Lightgbm: Feature importance calculate on validation set

Created on 13 Mar 2018 · 7Comments · Source: microsoft/LightGBM

seems that feature importance calculates on the training set, can it apply to validation set?

Source

penolove

👍1

All 7 comments

You can use the column sums of the absolute values of the predictor contributions to achieve this. When predicting, pass in pred_contrib=true or predcontrib=TRUE (R version) which will return a matrix of predictor contributions. The last column is the model intercept and can be ignored. By summing the absolute values of these contributions you can calculate importance on any data set.

Zelazny7 on 13 Mar 2018

👍1

@Zelazny7 correct me if I am wrong, the suggested method would calculate Shap-type feature importance which I understand is different from lightgbm's typical feature importance referred to above, right? Just clarifying, otherwise I think shap is better anyway. BTW thanks for enabling it within R!

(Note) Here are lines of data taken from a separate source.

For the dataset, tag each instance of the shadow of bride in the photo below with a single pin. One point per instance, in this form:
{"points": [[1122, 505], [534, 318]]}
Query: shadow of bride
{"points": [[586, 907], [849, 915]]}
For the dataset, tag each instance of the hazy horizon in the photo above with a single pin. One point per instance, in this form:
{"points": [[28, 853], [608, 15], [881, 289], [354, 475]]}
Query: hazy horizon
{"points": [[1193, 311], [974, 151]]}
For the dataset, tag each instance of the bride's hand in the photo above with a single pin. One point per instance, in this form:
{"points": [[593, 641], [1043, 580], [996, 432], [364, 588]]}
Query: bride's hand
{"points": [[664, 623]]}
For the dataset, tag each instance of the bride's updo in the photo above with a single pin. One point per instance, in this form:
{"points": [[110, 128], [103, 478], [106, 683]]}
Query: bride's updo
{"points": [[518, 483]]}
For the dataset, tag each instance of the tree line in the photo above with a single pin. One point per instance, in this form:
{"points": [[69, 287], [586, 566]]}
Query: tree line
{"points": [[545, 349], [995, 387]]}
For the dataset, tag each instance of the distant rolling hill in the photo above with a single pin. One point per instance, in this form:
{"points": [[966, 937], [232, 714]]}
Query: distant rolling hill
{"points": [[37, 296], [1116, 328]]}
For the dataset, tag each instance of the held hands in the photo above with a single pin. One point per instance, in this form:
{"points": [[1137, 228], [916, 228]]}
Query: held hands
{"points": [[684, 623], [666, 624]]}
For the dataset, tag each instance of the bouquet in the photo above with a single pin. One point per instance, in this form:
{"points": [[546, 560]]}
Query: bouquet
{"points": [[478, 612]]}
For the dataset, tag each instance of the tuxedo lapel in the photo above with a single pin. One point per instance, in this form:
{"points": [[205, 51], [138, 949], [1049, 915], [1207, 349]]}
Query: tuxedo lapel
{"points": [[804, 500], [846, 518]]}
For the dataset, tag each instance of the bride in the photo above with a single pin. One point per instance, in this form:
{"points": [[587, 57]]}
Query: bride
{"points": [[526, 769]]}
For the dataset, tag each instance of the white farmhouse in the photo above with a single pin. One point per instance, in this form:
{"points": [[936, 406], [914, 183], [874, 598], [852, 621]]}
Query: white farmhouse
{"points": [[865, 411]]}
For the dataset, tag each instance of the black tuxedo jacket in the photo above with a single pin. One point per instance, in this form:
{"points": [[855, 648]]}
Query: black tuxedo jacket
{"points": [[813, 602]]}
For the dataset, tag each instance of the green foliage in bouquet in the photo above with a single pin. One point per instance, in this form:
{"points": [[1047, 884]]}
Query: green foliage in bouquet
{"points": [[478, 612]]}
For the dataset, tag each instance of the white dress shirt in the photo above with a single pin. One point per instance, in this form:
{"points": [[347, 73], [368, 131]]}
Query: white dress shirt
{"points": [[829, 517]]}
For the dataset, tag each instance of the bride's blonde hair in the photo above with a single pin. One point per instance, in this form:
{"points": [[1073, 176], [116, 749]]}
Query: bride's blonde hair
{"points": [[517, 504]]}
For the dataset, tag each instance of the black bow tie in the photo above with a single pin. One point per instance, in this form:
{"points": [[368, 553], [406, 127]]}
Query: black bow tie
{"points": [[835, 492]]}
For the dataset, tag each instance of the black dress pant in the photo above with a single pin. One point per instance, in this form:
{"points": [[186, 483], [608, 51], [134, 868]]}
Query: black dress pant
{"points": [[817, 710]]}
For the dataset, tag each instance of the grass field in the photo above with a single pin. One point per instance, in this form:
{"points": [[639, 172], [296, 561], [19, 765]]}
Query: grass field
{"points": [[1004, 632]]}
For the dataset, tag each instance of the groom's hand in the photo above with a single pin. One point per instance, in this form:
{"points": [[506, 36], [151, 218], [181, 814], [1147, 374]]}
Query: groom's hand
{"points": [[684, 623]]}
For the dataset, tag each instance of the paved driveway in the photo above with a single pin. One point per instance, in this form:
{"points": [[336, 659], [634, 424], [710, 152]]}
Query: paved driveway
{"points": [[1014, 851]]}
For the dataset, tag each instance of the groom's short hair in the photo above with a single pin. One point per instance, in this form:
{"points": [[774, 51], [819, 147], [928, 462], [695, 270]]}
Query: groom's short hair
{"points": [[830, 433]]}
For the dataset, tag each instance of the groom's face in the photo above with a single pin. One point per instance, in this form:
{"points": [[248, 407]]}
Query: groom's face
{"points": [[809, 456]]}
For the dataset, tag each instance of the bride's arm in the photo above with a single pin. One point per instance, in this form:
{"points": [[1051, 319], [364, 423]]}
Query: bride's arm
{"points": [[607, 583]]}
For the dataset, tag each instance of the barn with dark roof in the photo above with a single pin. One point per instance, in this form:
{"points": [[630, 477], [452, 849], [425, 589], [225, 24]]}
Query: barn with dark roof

amir-ghasemi on 16 Mar 2018

👍1

Yes, your understanding is the same as mine! You will be calculating the Shap scores for each feature. The have the nice property of being consistent and adding up to the predicted score so I agree with you about them being better as well. However, they may take a while to compute on large datasets. I haven't done any timing tests and I'm not sure what the complexity of the operation is.

Zelazny7 on 16 Mar 2018

👍1

Thx! Is the shap feature importance mention in this paper? https://arxiv.org/abs/1706.06060

penolove on 16 Mar 2018

Yes, that is what's being calculated using pred_contrib = true or predcontrib=TRUE. I had nothing to do with that paper and only exposed what the author of that paper added to LightGBM in the R package

Zelazny7 on 16 Mar 2018

@Zelazny7 It takes about 20 minutes to compute SHAP scores on a 33M observations x 39 features with 28 physical cores (9.6GB matrix output). 100 iterations of boosting at depth 6 was performed.